You are viewing a plain text version of this content. The canonical link for it is here.
Posted to user@couchdb.apache.org by Tommy Chheng <to...@gmail.com> on 2009/07/20 03:14:14 UTC

multiple key word count query problem

I have a simple word count view defined as:
--------
function(doc) {
   if(doc['couchrest-type'] == 'NsfGrant'){
     var words = doc['abstract'].split(/\W+/);
     words.forEach(function(word){
       if (word.length > 1) emit([word, doc['_id']],1);
     });
   }
}

function(keys, values, rereduce) {
   return sum(values);
}
--------
where the key's first parameter is the word and the 2nd parameter is  
the document_id.

so i can do a query like this to get all the documents with the word  
"the" correctly.
http://localhost:5984/nsf_grants/_design/NsfGrant/_view/by_word_doc_count?startkey= 
["the"]&endkey=["the",{}]&group_level=2

I'm having trouble doing queries on the 2nd parameter, how can i find  
all the words in a particular document?
I tried
http://localhost:5984/nsf_grants/_design/NsfGrant/_view/by_word_doc_count?key= 
[null,"0808605"]&group_level=2
which gives nothing(thinking that null would match all words)
and
http://localhost:5984/nsf_grants/_design/NsfGrant/_view/by_word_doc_count?startkey= 
[null,"0808605"]&endkey=[{},"0808605"]&group_level=2
which gives all results. Why is this?

Thanks,
Tommy

Re: multiple key word count query problem

Posted by Brian Candler <B....@pobox.com>.
On Sun, Jul 19, 2009 at 08:06:44PM -0700, Tommy Chheng wrote:
> the problem with having two views:
> If i had two views, one for [word, doc] => count and [doc, word] =>  
> count; it would be re-doing the same word counting function twice.

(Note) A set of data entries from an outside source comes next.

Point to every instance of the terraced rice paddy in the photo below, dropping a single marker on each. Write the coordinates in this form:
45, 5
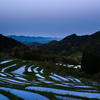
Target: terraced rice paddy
29, 82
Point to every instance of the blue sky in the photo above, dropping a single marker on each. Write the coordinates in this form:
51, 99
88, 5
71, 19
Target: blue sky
49, 18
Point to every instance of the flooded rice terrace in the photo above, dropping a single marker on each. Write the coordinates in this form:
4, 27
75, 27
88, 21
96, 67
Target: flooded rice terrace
35, 84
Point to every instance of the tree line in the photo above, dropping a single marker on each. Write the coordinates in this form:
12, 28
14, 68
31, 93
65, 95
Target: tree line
90, 62
41, 55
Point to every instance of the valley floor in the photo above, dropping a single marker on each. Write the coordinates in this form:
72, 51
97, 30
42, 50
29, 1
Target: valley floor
30, 82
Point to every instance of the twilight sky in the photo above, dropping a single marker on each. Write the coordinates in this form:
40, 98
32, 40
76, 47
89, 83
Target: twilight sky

It's usually not a problem, but if it is for some reason (i.e. your view
calculation is especially expensive) then you could do:

  for (var word in wors) {
    emit(["by_word", word, doc._id]);
    emit(["by_id", doc._id, word]);
  }

Then this single view could be queried for e.g.
   startkey=["by_word","the"]&endkey=["by_word","the",{}]
or
   startkey=["by_id","mydoc1"]&endkey=["by_id","mydoc1",{}]

I would expect a single view like this to be a bit larger than two separate
views, because of the extra tags being stored.

Re: multiple key word count query problem

Posted by Paul Davis <pa...@gmail.com>.
On Sun, Jul 19, 2009 at 11:06 PM, Tommy Chheng<to...@gmail.com> wrote:
> so for keys with two or more parameters, only the first parameter can be
> used for range selection? the 2nd and remaining keys can only be used for
> grouping/sorting?
>

There's no parameters here. There's only one key. Array sorting works
the same way it does in any other situation. If the first elements
aren't equal there's no reason to consider the second position of the
arrays. Second elements aren't treated any different than the first or
eighth.

> the problem with having two views:
> If i had two views, one for [word, doc] => count and [doc, word] => count;
> it would be re-doing the same word counting function twice.
>

Indeed. But as Nitin notes, we do this to ensure that we ensure
incremental calculations among other things.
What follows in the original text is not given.